CIT Group Inc. is on its way back as a leveraged lender to the middle market. The big question is whether the New York-based company can find traction in a lending environment that has been transformed since the financial crisis.
CIT, long known as a financier to small and mid-size companies, was at the top of the mid-market league tables in the boom years of the mid-2000s, but its sponsor finance unit was all but disbanded in 2009 after the collapse of Lehman Brothers and the credit squeeze that followed, recalled Tom Hobbis, a former ING banker who had joined CIT in 2005 to help develop its sponsor finance effort.
CIT filed a pre-packaged Chapter 11 in November 2009 to clean up its balance sheet, pruning a number of operations in the process, including sponsor finance. Hobbis himself found refuge with the regional lender SunTrust Banks Inc. before returning to CIT in February 2011 as managing director and head of sponsor finance to rebuild the program. Today, he said, “the focus now is on building strong relationships” with buyout shops.

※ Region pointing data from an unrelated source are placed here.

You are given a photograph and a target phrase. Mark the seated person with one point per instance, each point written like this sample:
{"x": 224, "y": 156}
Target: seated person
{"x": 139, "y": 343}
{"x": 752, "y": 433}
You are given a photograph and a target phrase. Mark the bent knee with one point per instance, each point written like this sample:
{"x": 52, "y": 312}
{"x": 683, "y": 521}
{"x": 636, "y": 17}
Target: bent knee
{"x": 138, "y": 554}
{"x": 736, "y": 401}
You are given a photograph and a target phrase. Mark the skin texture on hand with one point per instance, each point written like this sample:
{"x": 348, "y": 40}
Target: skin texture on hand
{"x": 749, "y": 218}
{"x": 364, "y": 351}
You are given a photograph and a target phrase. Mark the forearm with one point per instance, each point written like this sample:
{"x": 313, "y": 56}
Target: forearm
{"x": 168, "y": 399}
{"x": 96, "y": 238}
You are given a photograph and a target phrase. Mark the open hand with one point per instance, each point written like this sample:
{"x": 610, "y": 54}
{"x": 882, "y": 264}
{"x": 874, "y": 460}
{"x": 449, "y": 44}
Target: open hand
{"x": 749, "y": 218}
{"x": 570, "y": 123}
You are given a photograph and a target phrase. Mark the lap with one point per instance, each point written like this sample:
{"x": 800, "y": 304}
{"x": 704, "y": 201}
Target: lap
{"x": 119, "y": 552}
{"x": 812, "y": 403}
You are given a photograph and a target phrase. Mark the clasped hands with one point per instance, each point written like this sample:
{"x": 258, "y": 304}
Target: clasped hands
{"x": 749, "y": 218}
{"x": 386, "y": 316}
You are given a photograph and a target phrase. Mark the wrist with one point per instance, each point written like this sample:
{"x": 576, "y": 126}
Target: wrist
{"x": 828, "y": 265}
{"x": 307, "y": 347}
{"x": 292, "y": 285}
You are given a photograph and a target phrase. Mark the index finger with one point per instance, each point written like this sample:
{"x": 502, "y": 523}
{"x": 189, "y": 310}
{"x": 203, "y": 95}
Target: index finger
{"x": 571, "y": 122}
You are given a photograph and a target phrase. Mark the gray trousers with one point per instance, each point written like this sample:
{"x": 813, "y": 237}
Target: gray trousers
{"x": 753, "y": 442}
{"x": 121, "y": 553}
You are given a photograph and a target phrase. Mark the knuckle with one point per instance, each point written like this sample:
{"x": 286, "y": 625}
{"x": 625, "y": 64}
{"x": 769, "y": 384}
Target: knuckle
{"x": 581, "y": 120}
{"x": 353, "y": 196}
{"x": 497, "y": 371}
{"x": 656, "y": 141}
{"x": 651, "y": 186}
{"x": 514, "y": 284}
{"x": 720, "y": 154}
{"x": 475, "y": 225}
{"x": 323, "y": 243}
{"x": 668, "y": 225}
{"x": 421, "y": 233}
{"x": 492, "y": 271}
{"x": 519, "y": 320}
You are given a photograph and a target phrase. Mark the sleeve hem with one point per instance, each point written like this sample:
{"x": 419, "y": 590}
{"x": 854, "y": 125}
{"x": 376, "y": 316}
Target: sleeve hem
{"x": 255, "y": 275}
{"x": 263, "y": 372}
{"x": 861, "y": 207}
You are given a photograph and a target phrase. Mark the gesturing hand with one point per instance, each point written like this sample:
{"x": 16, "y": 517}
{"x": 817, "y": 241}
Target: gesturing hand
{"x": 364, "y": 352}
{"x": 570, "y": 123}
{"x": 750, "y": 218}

Some buyout pros, admittedly, viewed CIT’s return with some scepticism, Hobbis said. “Luckily for us, almost everyone also went through that” shutdown of business during the Great Recession.
Today, CIT has eight lending professionals in the sponsor finance unit operating out of four offices around the country, including Jeff Kilrea in Chicago. Kilrea, who joined the company just over a year ago as managing director and co-head of sponsor finance, said, “CIT is anxious to reclaim its position in the middle market.”

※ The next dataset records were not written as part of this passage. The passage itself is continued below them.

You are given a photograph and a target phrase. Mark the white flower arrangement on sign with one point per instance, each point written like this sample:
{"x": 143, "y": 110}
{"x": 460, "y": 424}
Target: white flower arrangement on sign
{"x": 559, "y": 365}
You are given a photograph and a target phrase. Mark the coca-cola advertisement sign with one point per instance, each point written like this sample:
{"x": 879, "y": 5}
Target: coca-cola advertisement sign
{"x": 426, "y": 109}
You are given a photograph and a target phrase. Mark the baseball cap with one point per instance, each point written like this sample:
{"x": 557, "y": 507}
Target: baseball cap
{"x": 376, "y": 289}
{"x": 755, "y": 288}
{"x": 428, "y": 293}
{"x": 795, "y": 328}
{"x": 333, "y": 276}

CIT focuses on the lower end of the sponsor market, generally providing LBO loans and financing for recapitalizations to companies with $10 million to $50 million of EBITDA, Kilrea said. “Above that, I’m not relevant as a leader, but I will be a participant in club deals.”
While CIT positions itself as a generalist, it also uses its large staff of industry specialists to help it home in on deals, including health care, transportation, retailing and media and entertainment, among other sectors, Kilrea said.
And although the M&A environment has been somewhat slow, Hobbis said he has noticed a late-year surge in small add-on deals, often for companies with $2 million to $4 million of EBITDA. He said he suspects that the “fiscal cliff,” the anticipated end of Bush-era tax cuts and a wave of scheduled budget cuts, is probably responsible. “It’s too much of a coincidence that they’re all happening right now for it not to be related.”
But CIT intends to be ready when buyout shops step up their activity, perhaps by mid-2013. “They’re very valuable to us. It’s serial business,” Hobbis said. “A good sponsor may buy five businesses a year. If you’re a banker for Du Pont, you may go five years and not do a deal.”